L'approche mise en place pour le lancement d'Air Sénégal est tout à fait différente. Quand on n'y connait rien, la dette fait peur. Nous, nous avons une dette très saine car elle est assise sur l'investissement. Nous avons des avions neufs de toute dernière génération et nous asseyons donc l'entreprise sur des actifs, qui ont une valeur résiduelle, une valeur de marché. Nous sommes de surcroît une entreprise à vocation internationale et intercontinentale, qui fait aussi du domestique. Tout le monde sait que le domestique est structurellement déficitaire. La plupart des compagnies africaines, dont beaucoup sont pourtant subventionnées, le vivent. Et il nous faut donc aller sur les segments de marché où il y a une forte valeur ajoutée, de la marge, l'intercontinental.

"Il n'y a pas de concurrence avec Corsair"

D'où le prochain lancement de votre ligne Dakar-Paris...

Si vous regardez quelle route aujourd'hui emblématique est extrêmement rentable, c'est la route Dakar-Paris. On sait tous que les taux de remplissage annuels sont au-delà des 90 %, ce qui est tout à fait extraordinaire. Cerains mois, on est même monté à 98 %, c'est impressionant ! C'est donc une route très rentable. Tout le monde le sait et le prix des billets d'avion est là pour en témoigner. C'est donc très simple : nous sommes très pragmatiques, on regarde tout simplement ce qui fonctionne. On achète des avions neufs de dernière génération qui ont une forte valeur et on les opère sur une route à forte rentabilité. C'est notre « business model ». Celui-ci a d'ailleurs été salué récemment par la Conférence financière de Johannesburg à laquelle participait Jérôme Maillet, notre directeur de la stratégie et des investissements. De grands groupes bancaires ont salué le « business plan » d'Air Sénégal, en disant : simple, efficace, extrêmement performant et bien amené !

Votre compagnie sera donc un jour rentable ?

Elle sera bien sûr rentable, et dès que l'on entrera en exploitation. Pour une compagnie aérienne, on considère en général qu'il faut quatre à cinq ans avant d'arriver à l'équilibre. Ce sont les critères habituels. Mais nous avons vocation à être un des noyaux avec lequel la concentration du secteur qui aura lieu sur le continent africain se fera demain. Je ne sais pas combien il restera de compagnies aériennes sur le continent dans cinq ou dix ans, ce qui est certain c'est que ce mouvement de concentration aura lieu en Afrique, comme il a eu lieu en Amérique, en Europe et en Asie. Et nous, Air Sénégal, avons pour ambition d'être dans le jeu et bien évidemment en première division.

Sur cette ligne Dakar-Paris, où en est votre concurrence avec Corsair ?

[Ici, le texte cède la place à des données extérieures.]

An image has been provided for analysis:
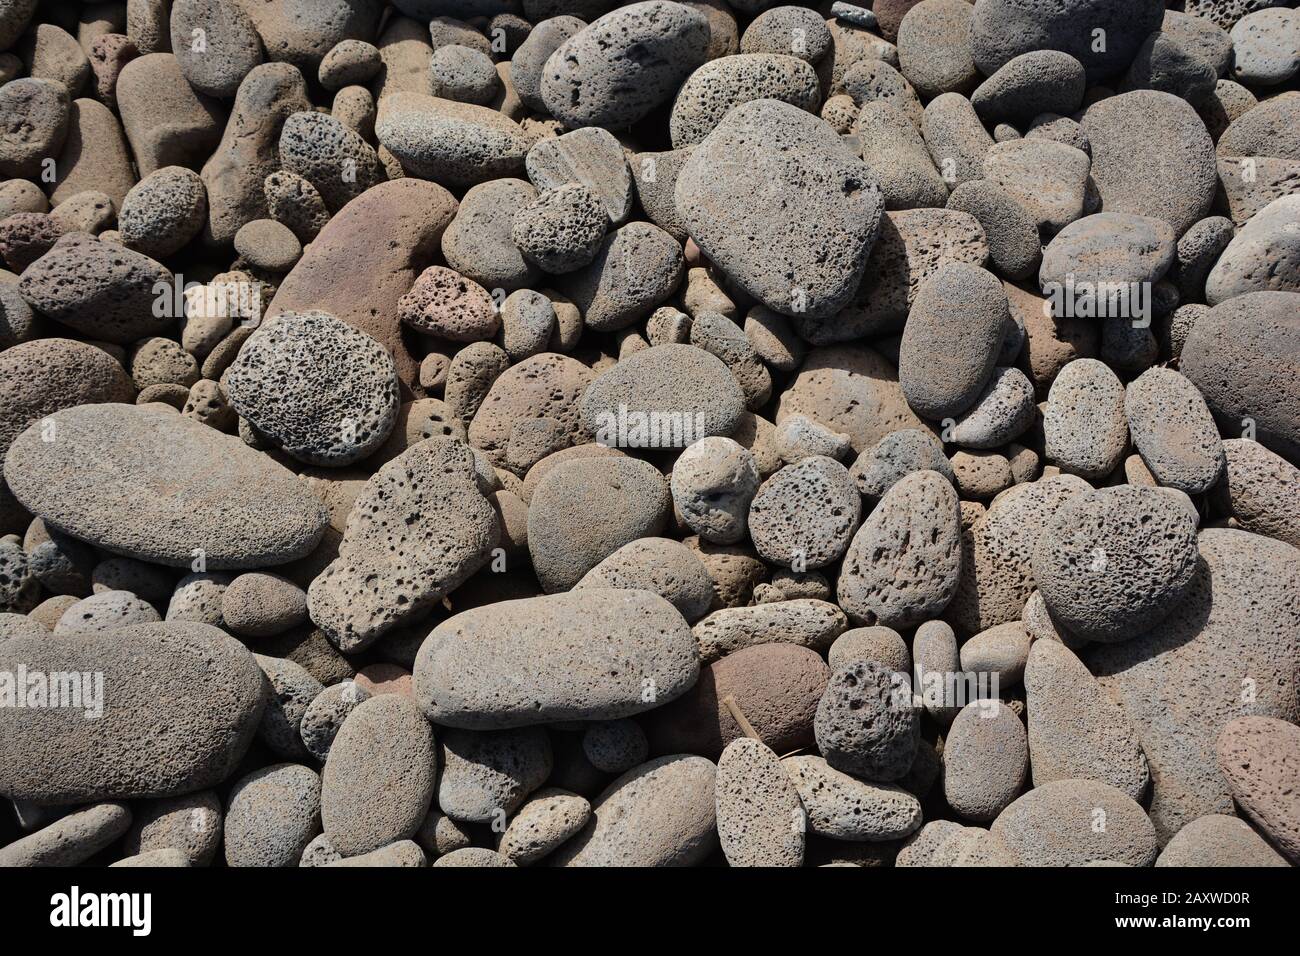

Il n'y a pas de concurrence avec Corsair. Je tiens tout d'abord à rendre hommage aux qualités de Corsair qui est une excellente compagnie. Je connais bien les hommes qui la dirigent pour lesquels j'ai la plus grande estime et le plus grand respect. Il n'y a pas de questions d'ego dans tout cela, c'est juste une question de business. Il convient de rappeler tout simplement ce qui a toujours été prévu. Corsair volait dans le cadre d'une convention extra-bilatérale. Comme vous le savez, dans la mesure où l'on n'est pas dans l' « open sky », ce qui régit la façon de travailler dans le cadre aérien, ce sont les conventions bilétarales.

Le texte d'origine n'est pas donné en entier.